The distinctions made about writing and film in relationship to a historical
mode of production--the use of the script and the scripting process, which
Michael Chanan nicely detailed in a recent post--relate directly to Marxism
and to Derrida. You addressed Derrida in another post, but my point about
the idea of script as "blueprint" or legal document relates directly to this
mode of production. You say, "a script is never a 'blue-print' or a prior
form which is then expressed," but obviously you're not paying attention to
the history of Hollywood where a script is part of the deal. (For instance,
will Jody Foster be in the sequel to the _Silence of the Lambs_ (this movie
was not the first in the series)? It depends on the script.) Yet, with the
advent of video (_Blair Witch Project_) and inexpensive digital
equipment--the computer (inexpensive animations--_Ants__. . . )--this mode
of production (agents, scripts, actors, . . . ) may one day fade--but that's
to forget Hollywood's more important product--not film, but celebrity.
2) If we move artistic creation to the same level as production of meaning,
my statement--"all any artistic creation concerns is the articulation of an
idea and the bringing of that idea into being as a particular kind of
media"--holds true: the articulation is the bringing into being. The form of
being making being known is the media. So it is that criticism often creates
the being/meaning of art. Being, media, meaning--all is polymorphous.
Note: Nietzsche does not distinguish between active and passive in the
traditional manner that you employ: Nietzsche reverses their sense. For
him, creation and being are interrelated, a concept which Heidegger also
grasps. That is, Nietzsche says he does philosophy with a hammer--he both
creates (blissful knowing) and destroys (active forgetting). Criticism is
not a parasitic activity--it is the putting into being of knowledge. See
Nietzsche: _On the Use and Disadvantage [Abuse] of History for Life_ where
he discusses monumental history (hero worship--history as something to live
down or live up to), antiquarian history (history as a collection of
facts--pedantic), and critical history (the creation of history through its
deconstruction). In history as in art, the destruction (the forgetting) of
one form is the creation (the blissful knowing) of another. To extend this
concept to Derrida, knowledge thus has being as difference.
3) a) You have an interesting suggestion--"if anything I would suggest it is
more useful to think of artistic activity as centered on inarticulacies and
inexpressibles." So meaning is the miasma--the Dionysian. The unbearable
lightness of being or the drug haze of psychedelia. In fact, this statement
might just be a thesis for viewing French and Italian cinema where what we
get are inexpressibles expressed within tangents: the cliched opening--the
stick tracing the wall, the fence, the sidewalk, the chalk lighting upon the
chalkboard, the reverie
. . . .
3) b) Cliche: "the difficulty of paraphrasing a poem." There's nothing
difficult about paraphrasing a poem.
Interesting: "the inarticulable affect of the artwork may be mapped across
conceptual fields but does that say anything about the artwork's singularity
as an artwork? does it even breach the very fact of the inarticulable that
resides in (many or any?) artworks."
Try to the think of the inexpressible in the Derridean sense--as difference.

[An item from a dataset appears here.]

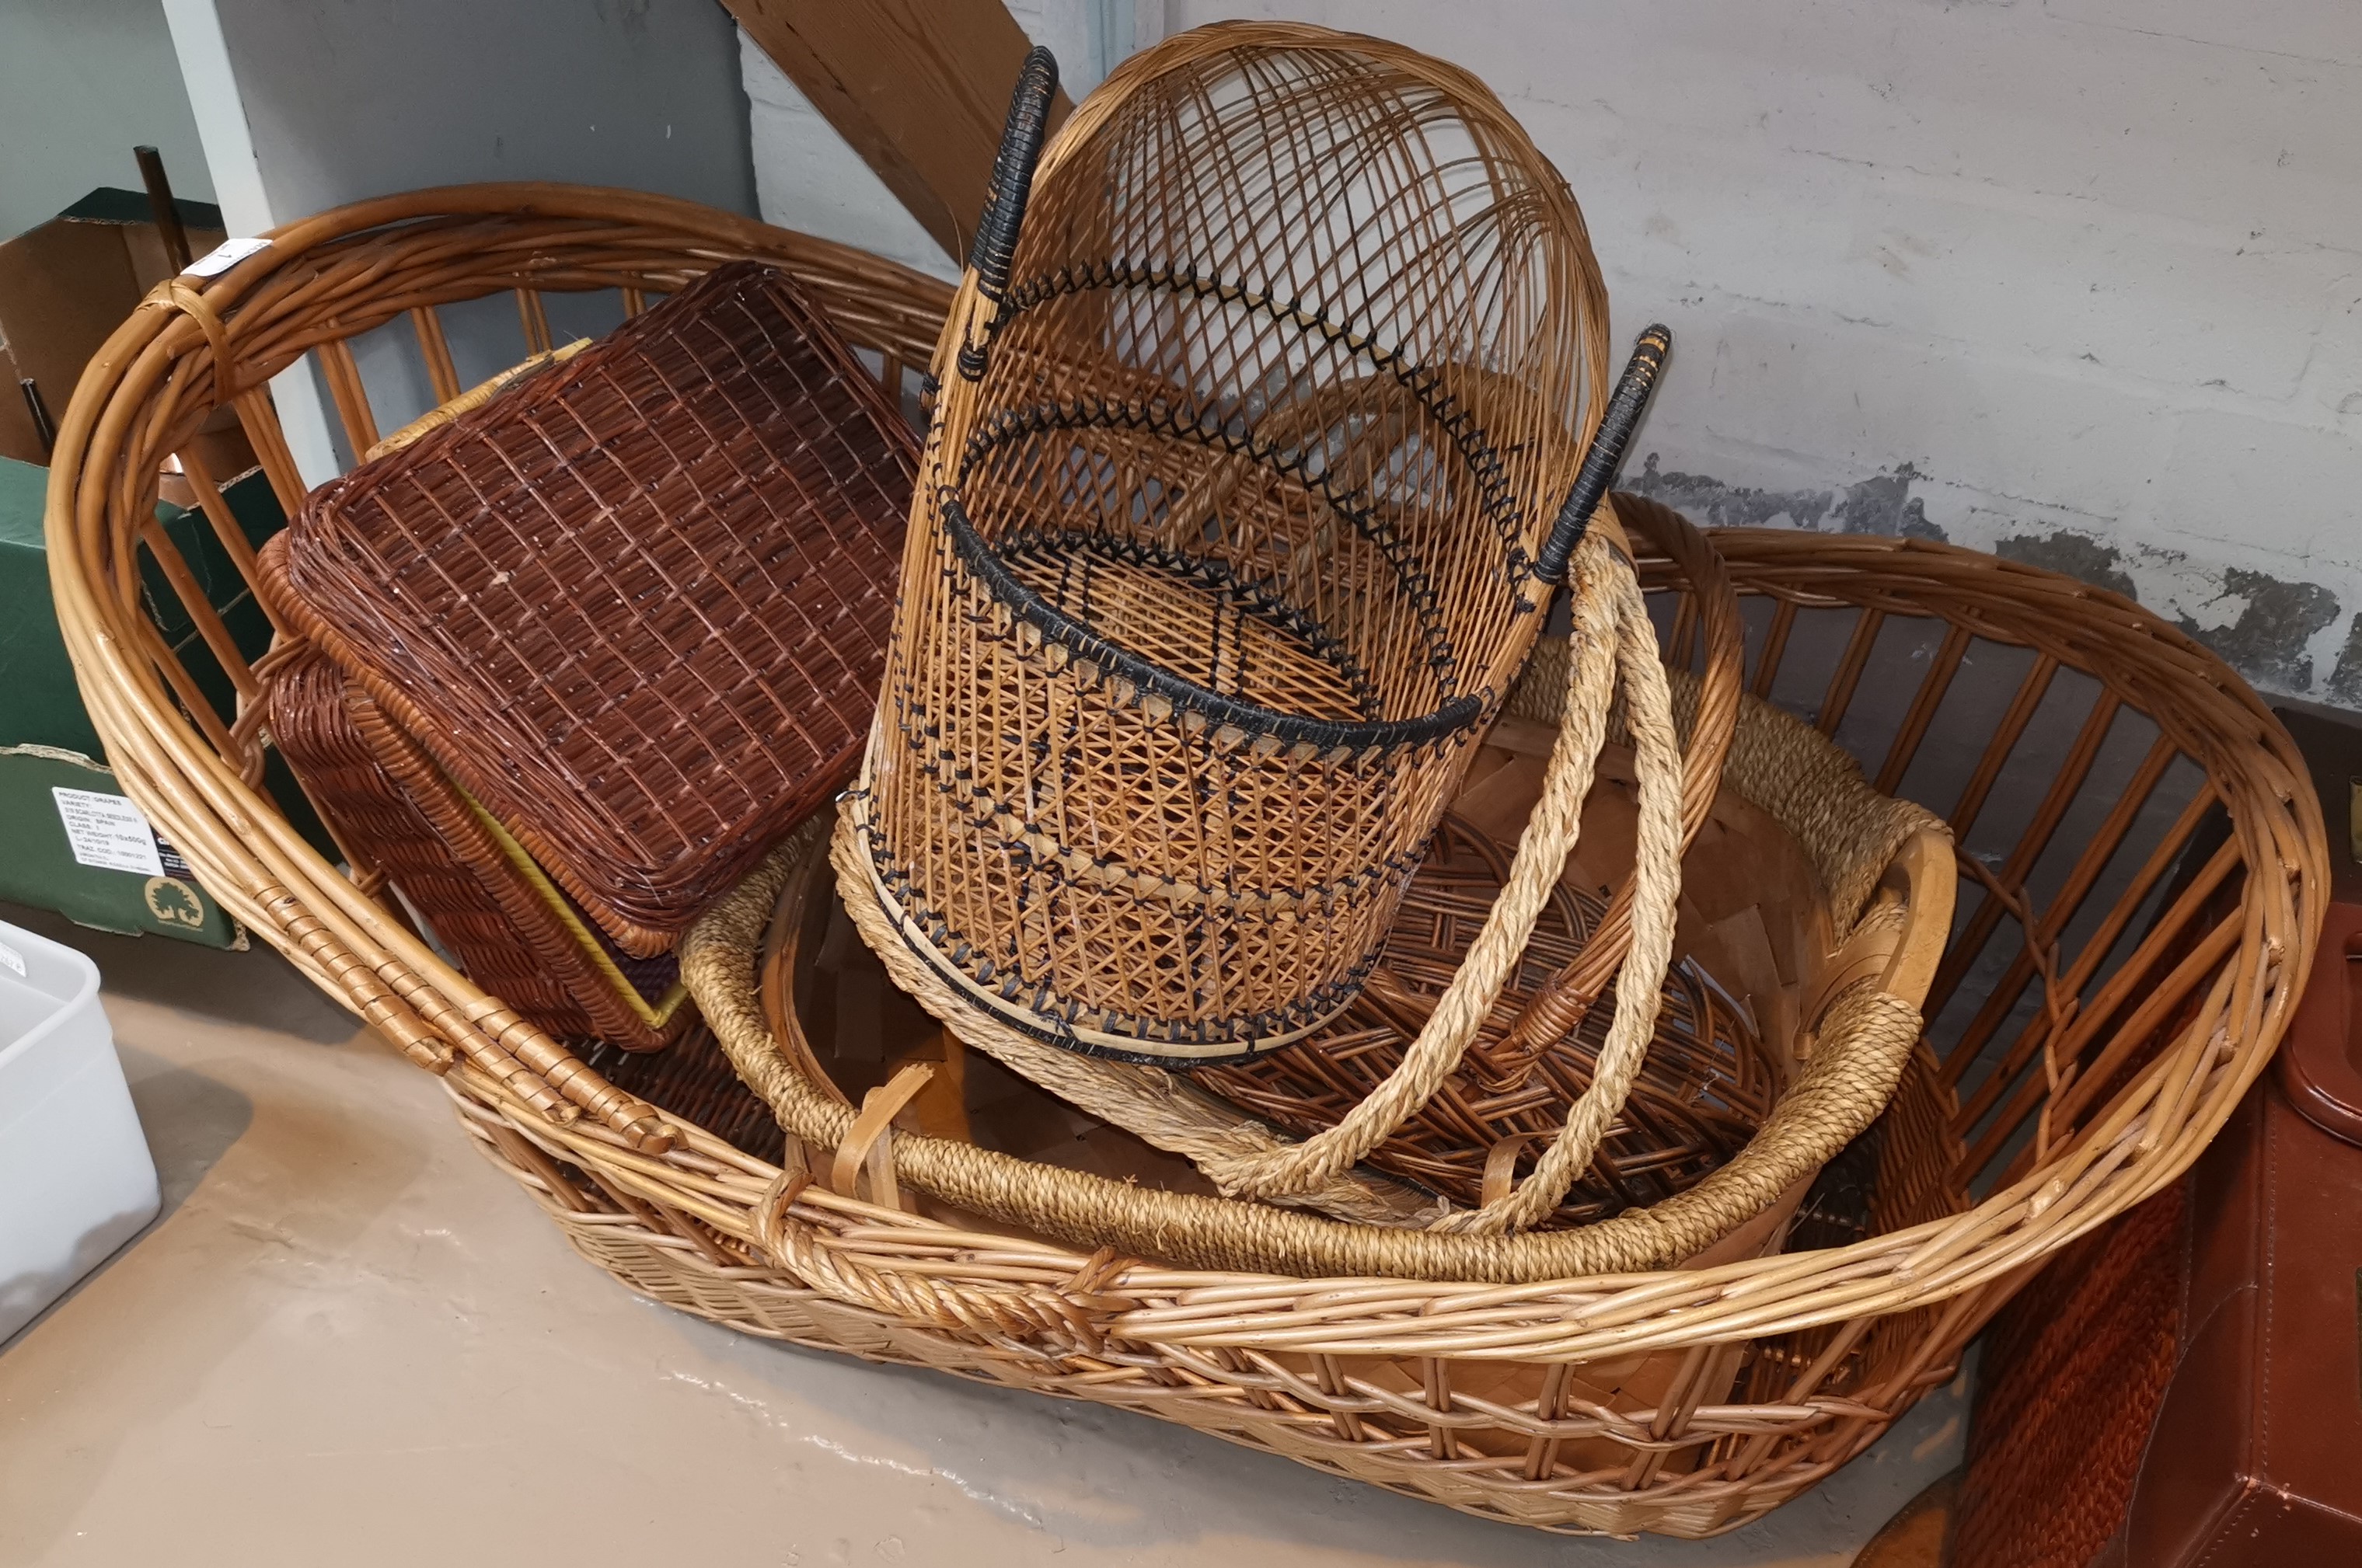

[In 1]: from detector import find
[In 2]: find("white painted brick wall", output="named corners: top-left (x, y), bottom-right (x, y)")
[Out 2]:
top-left (744, 0), bottom-right (2362, 703)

4) Mock heroic: Singularity--where does that it exist? In the Kantian
imagination of pure space and time? As the Platonic eidos? Have you
discovered something that exists in and for itself--singularly? Or does
everything in this world exist as relationship--as difference? How does your
film exist? Alone? I think not for how would you then know it as film? You
wouldn't. You've reduced meaning--and this I think is the meaning of your
protest
--to singularity. You are--in other words--a Platonist, a
Kantian--attempting to exist outside of history, somewhere beyond the
production of meaning?
5) "at the end of the day though, you can never write a film." See the work
of Bruce Conner--he might get you to question your definition of film.